Trying Direct I/O write:
##### DESTRUCTIVE - OVERWRITES BAD SECTOR! #####
$ dd if=/dev/zero of=/dev/sdb seek=15365772 count=1 oflag=direct
1+0 records in
1+0 records out
512 bytes copied, 0.000588475 s, 870 kB/s
Looks good! Now try reading:
$ dd if=/dev/sdb skip=15365772 of=bad.bin count=1 iflag=direct
1+0 records in
1+0 records out
512 bytes copied, 0.00862607 s, 59.4 kB/s
Also looks good!
We can also see in SMART attributes (diff comparing with old SMART output)
65,66c65,66
< 197 Current_Pending_Sector 0x0008 253 253 000 Old_age Offline - 2
< 198 Offline_Uncorrectable 0x0008 253 253 000 Old_age Offline - 0
---
> 197 Current_Pending_Sector 0x0008 253 253 000 Old_age Offline - 1
> 198 Offline_Uncorrectable 0x0008 252 252 000 Old_age Offline - 1
Looks good - try again smart test from broken sector:
smartctl -t select,15365772-max /dev/sdb
(you should hear HDD seeking for some time)

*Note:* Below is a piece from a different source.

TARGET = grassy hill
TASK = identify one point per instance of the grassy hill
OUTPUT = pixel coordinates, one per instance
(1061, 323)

You can watch progress of this selective self-test with:
$ smartctl -l selective /dev/sdb
smartctl 7.3 2022-02-28 r5338 [x86_64-linux-6.8.12-10-pve] (local build)
Copyright (C) 2002-22, Bruce Allen, Christian Franke, www.smartmontools.org
=== START OF READ SMART DATA SECTION ===
SMART Selective self-test log data structure revision number 1
SPAN MIN_LBA MAX_LBA CURRENT_TEST_STATUS
1 15365772 398297087 Self_test_in_progress [40% left] (20870712-20936247)
2 0 0 Not_testing
3 0 0 Not_testing
4 0 0 Not_testing
5 0 0 Not_testing
OS Recovery
I have 3 BSDs there (FreeBSD, NetBSD, OpenBSD). Affected system was FreeBSD. Unexpected the filesystem was heavily corrupted - missing essential commands.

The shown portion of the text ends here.